Benjamin Franklin had always wanted to live a very virtuous life and to as much good as possible. I tried always to avoid the wrong things. (FRANKLIN, P.146). As a result of this godly nature he sought, Benjamin made a collection of thirteen principles, which he tried to abide by on a daily basis. HE felt that this would help him to achieve his aim of living a just life. He carried with him a small book where he wrote down all or any of the things he did in a day that was contrary to his thirteen principles. His plan entailed him carrying out one of the virtues per day and he even further broke it down to per hour in a day.
Thus for every hour he had a detail of what to do at that point.
It was not easy for Franklin to keep to his virtues but with much persistence, he eventually succeeded. This article therefore cost me so much painful attention, and my faults in it vexes me so much that I was almost ready to give up the attempt and content myself with faulty character in that respect. (FRANKLIN, P.146). Prior to Franklin writing up his virtues, he was already unconsciously practicing that life. There was an instance where he threw his friend Collins out of the boat they were inside. This was not because he was trying to be wicked; on the contrary it was because he was trying to avoid an argument that was building up between them. With this action, he was able to avoid and prevent him losing his temper and probably doing something he will regret eventually. He also knew that Collins was a very good swimmer and could easily swim to the shore. In his autobiography, Franklin used a speckled axe is best to explain on how to maintain and cultivate good virtues and also develop good habits. He was certain in his opinion that instead of being bad in this world and hurting others, it is much better and beneficial to be of good virtue and moral.
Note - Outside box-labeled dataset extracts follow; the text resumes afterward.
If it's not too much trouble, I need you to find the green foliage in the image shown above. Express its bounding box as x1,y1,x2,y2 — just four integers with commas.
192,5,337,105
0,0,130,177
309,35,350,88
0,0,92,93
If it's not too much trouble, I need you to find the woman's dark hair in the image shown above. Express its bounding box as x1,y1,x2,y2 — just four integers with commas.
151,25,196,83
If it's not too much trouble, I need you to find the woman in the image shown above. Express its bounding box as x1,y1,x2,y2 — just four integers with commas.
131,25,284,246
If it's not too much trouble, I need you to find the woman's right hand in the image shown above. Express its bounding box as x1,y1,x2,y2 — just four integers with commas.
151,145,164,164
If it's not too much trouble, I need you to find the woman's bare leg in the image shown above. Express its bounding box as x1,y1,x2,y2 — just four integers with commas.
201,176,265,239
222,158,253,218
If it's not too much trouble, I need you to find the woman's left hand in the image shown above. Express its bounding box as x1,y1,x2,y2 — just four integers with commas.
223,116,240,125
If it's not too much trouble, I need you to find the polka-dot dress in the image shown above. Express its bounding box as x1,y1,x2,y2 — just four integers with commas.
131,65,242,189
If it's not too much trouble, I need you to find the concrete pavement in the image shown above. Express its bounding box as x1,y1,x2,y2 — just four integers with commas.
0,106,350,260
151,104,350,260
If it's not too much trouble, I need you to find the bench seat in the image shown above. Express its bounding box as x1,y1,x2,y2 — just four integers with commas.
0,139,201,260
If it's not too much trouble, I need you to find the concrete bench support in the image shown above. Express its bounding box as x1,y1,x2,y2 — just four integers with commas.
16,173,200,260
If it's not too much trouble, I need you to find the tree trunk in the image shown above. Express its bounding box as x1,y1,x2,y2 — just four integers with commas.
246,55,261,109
It is very clear that Franklin was not a religious man. Despite the fact that his father was a clergy he had a Christian educational background, which did not make him religious in his daily practice. It is not to say that he did not believe in God not disrespect the church in his days. He just did not reconcile with their principles, doctrines and practices. And though some of the dogmas of that persuasion, such as the eternal decrees of God, election, reprobation, etc., appeared to me unintelligible, others doubtful. (FRANKLIN, P.126). Benjamin Franklin always tried to educate himself and learn new things whenever he had the opportunity to do so. And I early absented myself from public assemblies of the Sect, Sunday being my studying day. (FRANKLIN, P.126).
Benjamin Franklin strongly believed that the way of showing his obedience to God was by assisting the less privileged in the society and by living a good life himself. He believed that every action had a consequential result at the end. He did not give any preferential treatment to any religion. He noted them as all the same and treated the members with mutual recognition. However, he had different degrees of respect. He had very little respect for the religions that encouraged or promoted division among the people.